A different love story or how I started quilting Part One
It all started with a trip to Joann Fabrics.
It was only about getting out of the house with my eldest while our guys installed a new kitchen faucet.
It was a Christmas gift to said offspring, who received a sewing machine from her spouse and a trip from Mum and Dad to Joann for assorted sewing hoo haa. I knew so little about fabrics, other than Boy lots of them were pretty. All my previous visits to Joann were for, um, bra extenders.
Recent rains hampered my attempts at an outside photo shoot. |
But on that February day, 2014, something altered. Perhaps it was my smart-phone savvy daughter, finding all kinds of hand-stitched quilt ideas. None of them were related to English paper piecing, merely that not every quilt was made using a machine. As I collected bright fat quarters, she kept scrolling, and we left the store with a heap of supplies for me, not quite as many for her.
Uncomplicated prints make for a vibrant throw! |
Thus began my foray into quilt-making. So unplanned, so unprepared; I didn't have an iron or board, no cutting mat or rotary cutter, few pins. I used the small cardboard inserts within the fat quarters as my cutting guides, not fashioning squares but rectangles, then literally stitching them together with needle and thread.

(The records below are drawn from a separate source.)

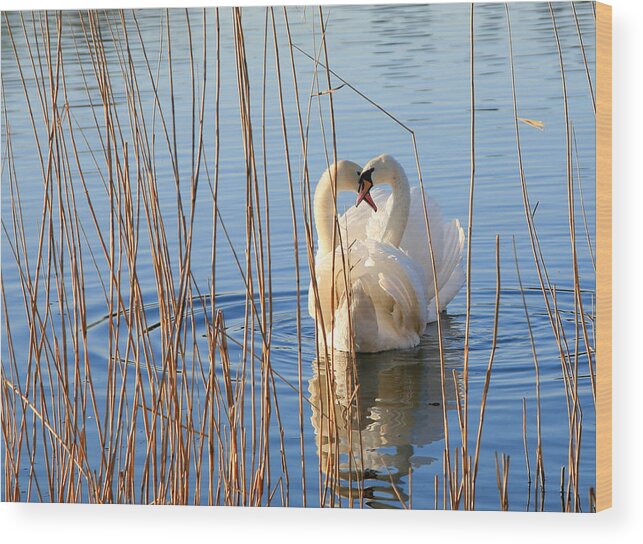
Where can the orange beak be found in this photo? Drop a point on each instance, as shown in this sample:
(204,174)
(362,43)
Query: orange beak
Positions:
(365,187)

Nights passed and instead of writing, I stitched, finding another pleasure building within my veins, in my heart, into my soul. My heart and soul were in slightly dire straits as my father was beginning chemotherapy for prostate cancer.

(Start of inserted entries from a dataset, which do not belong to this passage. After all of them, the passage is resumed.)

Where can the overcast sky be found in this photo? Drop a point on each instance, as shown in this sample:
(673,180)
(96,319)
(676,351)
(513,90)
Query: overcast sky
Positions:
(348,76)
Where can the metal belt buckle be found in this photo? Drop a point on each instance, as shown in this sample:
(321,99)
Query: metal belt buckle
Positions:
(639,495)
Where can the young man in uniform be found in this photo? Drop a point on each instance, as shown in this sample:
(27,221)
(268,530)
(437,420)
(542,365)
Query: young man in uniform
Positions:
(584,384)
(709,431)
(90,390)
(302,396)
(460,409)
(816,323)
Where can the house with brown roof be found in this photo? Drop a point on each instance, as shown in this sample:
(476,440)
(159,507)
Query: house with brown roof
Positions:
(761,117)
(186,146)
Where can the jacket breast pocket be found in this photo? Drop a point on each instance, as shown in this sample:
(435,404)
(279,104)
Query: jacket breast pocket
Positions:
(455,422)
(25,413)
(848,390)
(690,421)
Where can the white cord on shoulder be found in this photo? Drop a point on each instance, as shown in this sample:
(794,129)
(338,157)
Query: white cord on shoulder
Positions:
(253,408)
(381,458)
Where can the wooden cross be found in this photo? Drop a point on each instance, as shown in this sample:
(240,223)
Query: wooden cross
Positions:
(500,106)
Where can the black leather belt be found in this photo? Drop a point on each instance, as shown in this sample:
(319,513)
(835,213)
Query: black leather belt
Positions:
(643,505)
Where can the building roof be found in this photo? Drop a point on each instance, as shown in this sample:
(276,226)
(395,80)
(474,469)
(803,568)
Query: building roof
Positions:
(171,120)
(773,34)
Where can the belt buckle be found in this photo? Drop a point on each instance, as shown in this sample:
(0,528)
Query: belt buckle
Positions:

This square lost its tie, so I improvised with three small stitches. |
Dad was chilled from his initial treatments, a man always living in the hot Sacramento Valley. Dad wasn't a quilt kinda guy, but who is to say what makes a person desire cozy comfort? As I sewed those semi-squares, I kept track of Dad's reaction to chemo, then knew for whom my first quilt would go. It would be for my father, who needed it and wouldn't care if the blocks weren't actual squares or if it wasn't machine quilted but tied to keep it in one piece. It would be a surprise, I decided, ready for his next round of treatment, if I could finish it on time.
I had no idea in the spring of 2014 a year later Dad would be gone. That I'd be a grandmother. No idea I'd still be writing The Hawk; I only knew fiction was taking a sudden backseat to this amazingly satisfying and wholly valuable creative effort that would truly pay off if I could get this first endeavor completed before leaving to spend time with my parents. Thankfully my daughter's modern machine made the difference. I used her Christmas gift to tack an old but well-loved nubby throw blanket to my first quilt top, and voila, a soft cozy was DONE!

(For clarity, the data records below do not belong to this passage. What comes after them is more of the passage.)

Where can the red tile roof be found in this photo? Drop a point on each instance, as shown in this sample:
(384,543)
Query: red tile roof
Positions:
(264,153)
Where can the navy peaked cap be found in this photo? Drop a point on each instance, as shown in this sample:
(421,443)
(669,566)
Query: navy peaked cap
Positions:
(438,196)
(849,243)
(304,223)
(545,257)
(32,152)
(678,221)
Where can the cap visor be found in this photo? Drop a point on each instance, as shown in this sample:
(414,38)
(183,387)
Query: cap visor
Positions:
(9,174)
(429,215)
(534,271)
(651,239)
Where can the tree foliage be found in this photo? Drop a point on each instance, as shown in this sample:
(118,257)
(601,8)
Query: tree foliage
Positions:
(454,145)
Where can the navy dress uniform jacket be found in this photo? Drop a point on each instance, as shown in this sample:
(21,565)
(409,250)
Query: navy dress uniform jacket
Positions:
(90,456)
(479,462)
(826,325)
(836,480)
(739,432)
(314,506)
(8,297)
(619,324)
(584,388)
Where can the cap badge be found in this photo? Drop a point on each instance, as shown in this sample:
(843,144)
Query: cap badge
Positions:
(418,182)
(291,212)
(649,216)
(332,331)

This sounds so simple, straightforward, but I recall how difficult it was using that machine. My previous experience with such an item was over thirty years in the past during Home Ec when I was a sophomore in high school. I was driving north the next day, I had to finish this element THAT DAY. And then still wash the blanket that evening. I had already tied it together, spread out over our kitchen table. Now that I think about it, without an iron, how did I make the top smooth? How did I correctly cut straight lines for the sashes? How did I not throw in the proverbial towel, then run right back to my computer, burying myself in prose....
Bright yellow side sash (and some really wonky machine stitching, lol). |
How did my first novel get accepted by a publisher? How did I manage to spin multiple yarns? How, why, well.... Why's as deep a subject as well, Dana tells Tia in A Love Story. I coined that twist on an old saying my father often relayed to me. But well is only as deep as one's heart is wide, and the love I held for my dad was expressed in a little blanket he used until summer's heat reached his chilled bones. He opted out of his last chemo session, unable to withstand that potent treatment. By then the news of an impending great-grandchild warmed his aching frame, and a couple of months later that news was doubled when my other daughter announced she too was expecting.
By autumn of 2014, I was up to my armpits in sewing paraphernalia. I had all the tools, plenty of fabric, loads of ideas for baby blankets and burp cloths. I'd made curtains, baby wipes, baby bibs; I was still a noob, but had no fear, loving this new craft with a part of my heart writing couldn't satisfy; tangible, visible output. Nothing is silent about sewing, nothing hidden. My previously tidy office turned into a haven for messy makes, but how good it felt to spread the love with blankets and bits, wondering how this new hobby would mesh with noveling.
From 2014-2018, I wrote one very long book and made a truckload of quilts. I became a grandmother, lost my dad, then my mom, completing The Hawk just weeks before Mum died. Hand-sewing was expressed in bindings and hand-quilting, enough to keep me occupied in the evenings as I altered my work habits; no longer did fiction fill all my spare time. Yet my heart always came back to that first quilt; when Dad died, Mom asked if I wanted it back. I said certainly not, it belonged with her. When she passed, I couldn't take it, giving it to my youngest, who always loved the nubby blanket acting as the back. A couple of months ago, I requested it from her, wishing to inspect it for repairs, wanting to admire it, desiring a small moment to go back in time.
February 2014; the quilty beginning.... |
Sometimes a trip down memory lane is necessary, especially with bright colours to light the way.